Attempting to disguise themselves, they attended Mass on Christmas Day
but the mother eventually decided to admit their identity.
They were then told by the nuns to “live our own beliefs, that we
must not feel any need to pretend, and that we must live and pray as
Jews”.
The nuns “gave us back our dignity”, Mr Piperno said, adding: “It is
impossible to explain what that meant to us.
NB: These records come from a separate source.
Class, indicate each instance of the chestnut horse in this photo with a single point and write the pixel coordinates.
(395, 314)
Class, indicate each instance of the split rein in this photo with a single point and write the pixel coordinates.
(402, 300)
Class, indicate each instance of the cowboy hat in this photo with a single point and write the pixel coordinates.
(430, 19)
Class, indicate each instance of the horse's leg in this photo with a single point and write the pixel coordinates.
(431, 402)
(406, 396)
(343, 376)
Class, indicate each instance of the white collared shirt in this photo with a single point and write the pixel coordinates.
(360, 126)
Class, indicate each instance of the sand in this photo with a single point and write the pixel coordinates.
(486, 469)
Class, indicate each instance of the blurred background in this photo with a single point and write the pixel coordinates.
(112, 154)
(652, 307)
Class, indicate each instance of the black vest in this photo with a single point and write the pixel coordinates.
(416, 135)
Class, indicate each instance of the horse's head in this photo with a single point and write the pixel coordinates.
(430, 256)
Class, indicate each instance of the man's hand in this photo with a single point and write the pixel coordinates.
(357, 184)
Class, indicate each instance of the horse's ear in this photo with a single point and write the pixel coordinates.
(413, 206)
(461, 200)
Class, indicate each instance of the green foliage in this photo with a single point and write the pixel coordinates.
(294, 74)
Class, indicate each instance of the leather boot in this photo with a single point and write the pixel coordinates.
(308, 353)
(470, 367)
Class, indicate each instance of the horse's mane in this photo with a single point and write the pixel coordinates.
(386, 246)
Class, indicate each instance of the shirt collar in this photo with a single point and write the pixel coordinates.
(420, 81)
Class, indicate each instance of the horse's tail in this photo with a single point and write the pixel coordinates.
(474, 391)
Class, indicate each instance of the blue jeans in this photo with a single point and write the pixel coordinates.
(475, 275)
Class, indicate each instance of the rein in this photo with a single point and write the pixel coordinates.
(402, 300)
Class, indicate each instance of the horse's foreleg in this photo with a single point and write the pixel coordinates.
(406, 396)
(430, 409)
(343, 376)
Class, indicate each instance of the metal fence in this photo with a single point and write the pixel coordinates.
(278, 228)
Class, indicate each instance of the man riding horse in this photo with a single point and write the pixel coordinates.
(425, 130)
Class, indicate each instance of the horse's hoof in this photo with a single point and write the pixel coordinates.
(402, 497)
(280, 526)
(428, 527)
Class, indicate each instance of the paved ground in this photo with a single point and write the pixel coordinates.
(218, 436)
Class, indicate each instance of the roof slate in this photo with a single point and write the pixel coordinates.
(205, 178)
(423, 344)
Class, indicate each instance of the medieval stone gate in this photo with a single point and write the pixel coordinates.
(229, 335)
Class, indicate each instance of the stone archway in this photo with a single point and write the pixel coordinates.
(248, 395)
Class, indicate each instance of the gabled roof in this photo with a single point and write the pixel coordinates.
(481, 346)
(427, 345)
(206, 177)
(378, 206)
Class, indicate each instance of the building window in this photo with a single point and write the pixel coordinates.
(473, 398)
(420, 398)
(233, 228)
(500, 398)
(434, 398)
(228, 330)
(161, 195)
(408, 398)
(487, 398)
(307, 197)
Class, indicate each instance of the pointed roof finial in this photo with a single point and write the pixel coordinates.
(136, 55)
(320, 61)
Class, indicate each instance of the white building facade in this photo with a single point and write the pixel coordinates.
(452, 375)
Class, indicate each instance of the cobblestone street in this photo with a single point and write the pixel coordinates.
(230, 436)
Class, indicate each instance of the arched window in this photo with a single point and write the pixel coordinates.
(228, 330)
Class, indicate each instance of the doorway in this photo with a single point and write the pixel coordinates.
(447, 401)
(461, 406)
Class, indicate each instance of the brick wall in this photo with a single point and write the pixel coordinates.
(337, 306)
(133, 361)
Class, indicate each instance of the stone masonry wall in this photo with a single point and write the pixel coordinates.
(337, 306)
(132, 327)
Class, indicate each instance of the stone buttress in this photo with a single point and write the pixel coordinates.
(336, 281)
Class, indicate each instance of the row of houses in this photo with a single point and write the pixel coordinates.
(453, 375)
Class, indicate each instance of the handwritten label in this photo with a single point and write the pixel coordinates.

We felt human again.”
One nun, the Rev Mother Thekla, said that Mother Riccarda “above all had a profound respect for these Jewish guests.
“Mother Riccarda was an extremely discreet woman – she knew when to
talk and when not to talk, she was gentle and calm, and she was highly
educated,” she said.
“She spoke good German, so she was able to speak with confidence to German soldiers if they came around.”
The nuns also hid Vello Salo, an Estonian deserter from the German Army, who after the war was ordained as a Catholic priest.
Mrs Bogle’s book has been published by Gracewing just 18 months after a
file on Mother Riccarda was sent to the Vatican’s Congregation of Causes
for Sainthood to be studied by historians and theologians.
The nun’s Cause was opened in July 2010 along with that of Sr
Katherine Flanagan.
Both nuns belonged to an Order called the Most Holy
Saviour of St Bridget, nicknamed “the hot cross bun nuns” because of the
crosses covering the tops of their wimples.